Angela and Olivia saw this challenge as an opportunity to make the course better; "Not just to survive, but to thrive."

This was done by focussing on five principles:

  • Ensuring clarity: The loss of face-to-face contact meant that materials had to give a clear road map and structure of what students had to do, why, and how long it would take.
  • Maximising engagement: Students would be physically distant from lecturers and peers, so other ways had to be found to keep them engaged in the course. Interactive and collaborative learning tools connected students with their classmates. Online polling, debates, voting, quizzes and chat made online lectures much more engaging than classroom ones had ever been.
  • Facilitating presence: New ways had to be found to make students feel supported. Enthusiastic responses to student comments in shared spaces stopped them from feeling like they were "writing into the void". Teleconferencing tools made it easier to bring in guest speakers.
  • Making live sessions "valuable but missable": Live sessions needed to be attractive, but not so vital to the course that those prevented from attending would be disadvantaged. Those attending were able to vote for their next assignment, take part in quizzes and have small-group discussions.
  • Being flexible: These techniques were new to staff and students, and both social and technological circumstances were unpredictable. Staff had to be willing to abandon planned approaches and rapidly take up new ones.

What went well

The online tools made lectures much more engaging, and voting gave students more of a sense of control over course content. Quizzes were particularly popular and were considered to be worth the extra effort it took to create them. Increased feedback (and the ability to store and quantify it) enabled sessions to be planned on the fly to better suit student needs as the course progressed.

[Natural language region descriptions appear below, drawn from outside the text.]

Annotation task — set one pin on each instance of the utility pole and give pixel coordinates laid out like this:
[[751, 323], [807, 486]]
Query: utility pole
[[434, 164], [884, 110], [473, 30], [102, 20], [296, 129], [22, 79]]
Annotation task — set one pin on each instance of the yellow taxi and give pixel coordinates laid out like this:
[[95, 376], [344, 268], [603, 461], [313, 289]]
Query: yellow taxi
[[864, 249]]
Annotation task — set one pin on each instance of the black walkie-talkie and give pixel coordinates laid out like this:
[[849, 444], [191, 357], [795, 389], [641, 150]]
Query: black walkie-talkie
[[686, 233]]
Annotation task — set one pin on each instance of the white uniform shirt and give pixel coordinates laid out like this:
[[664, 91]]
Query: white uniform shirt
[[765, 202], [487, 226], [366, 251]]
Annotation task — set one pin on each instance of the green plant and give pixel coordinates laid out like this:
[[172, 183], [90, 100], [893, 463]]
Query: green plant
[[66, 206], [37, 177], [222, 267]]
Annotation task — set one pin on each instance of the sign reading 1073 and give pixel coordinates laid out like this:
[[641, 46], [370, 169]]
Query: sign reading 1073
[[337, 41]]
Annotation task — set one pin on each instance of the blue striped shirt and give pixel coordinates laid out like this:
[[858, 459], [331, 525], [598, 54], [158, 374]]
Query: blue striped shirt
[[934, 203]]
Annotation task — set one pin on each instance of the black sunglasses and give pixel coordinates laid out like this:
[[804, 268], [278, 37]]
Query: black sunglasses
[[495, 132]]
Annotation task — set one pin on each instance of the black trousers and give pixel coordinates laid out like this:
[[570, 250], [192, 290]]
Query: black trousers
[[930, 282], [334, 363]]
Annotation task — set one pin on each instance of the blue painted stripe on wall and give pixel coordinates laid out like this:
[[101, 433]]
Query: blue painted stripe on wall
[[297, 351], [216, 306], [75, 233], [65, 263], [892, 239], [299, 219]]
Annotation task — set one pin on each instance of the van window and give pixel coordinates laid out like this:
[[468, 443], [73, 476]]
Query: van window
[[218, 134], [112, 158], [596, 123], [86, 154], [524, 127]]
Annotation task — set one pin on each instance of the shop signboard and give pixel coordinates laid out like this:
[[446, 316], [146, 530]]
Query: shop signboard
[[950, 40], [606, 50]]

Considerations/Limitations

There was a huge amount of positive feedback but there were students who seemed not to engage. Blackboard engagement metrics and online Zoom calls showed that a proportion of students were not completing or attending, but the metrics don't show if these were the same students across formats or weeks. Nor is it clear if the lack of engagement would have also occurred in a classroom-based approach, or if something about the new methods caused them to disengage. Potential barriers to engagement need to be explored so elements can be adapted if necessary, but ideally without losing the successful aspects of the new approach.

The biggest issue, going forward, is how to adapt back to using lecture theatres and in particular blended sessions. Sessions are much easier to plan and manage when they are either fully online or fully in the room. To deliver a mix will require further changes.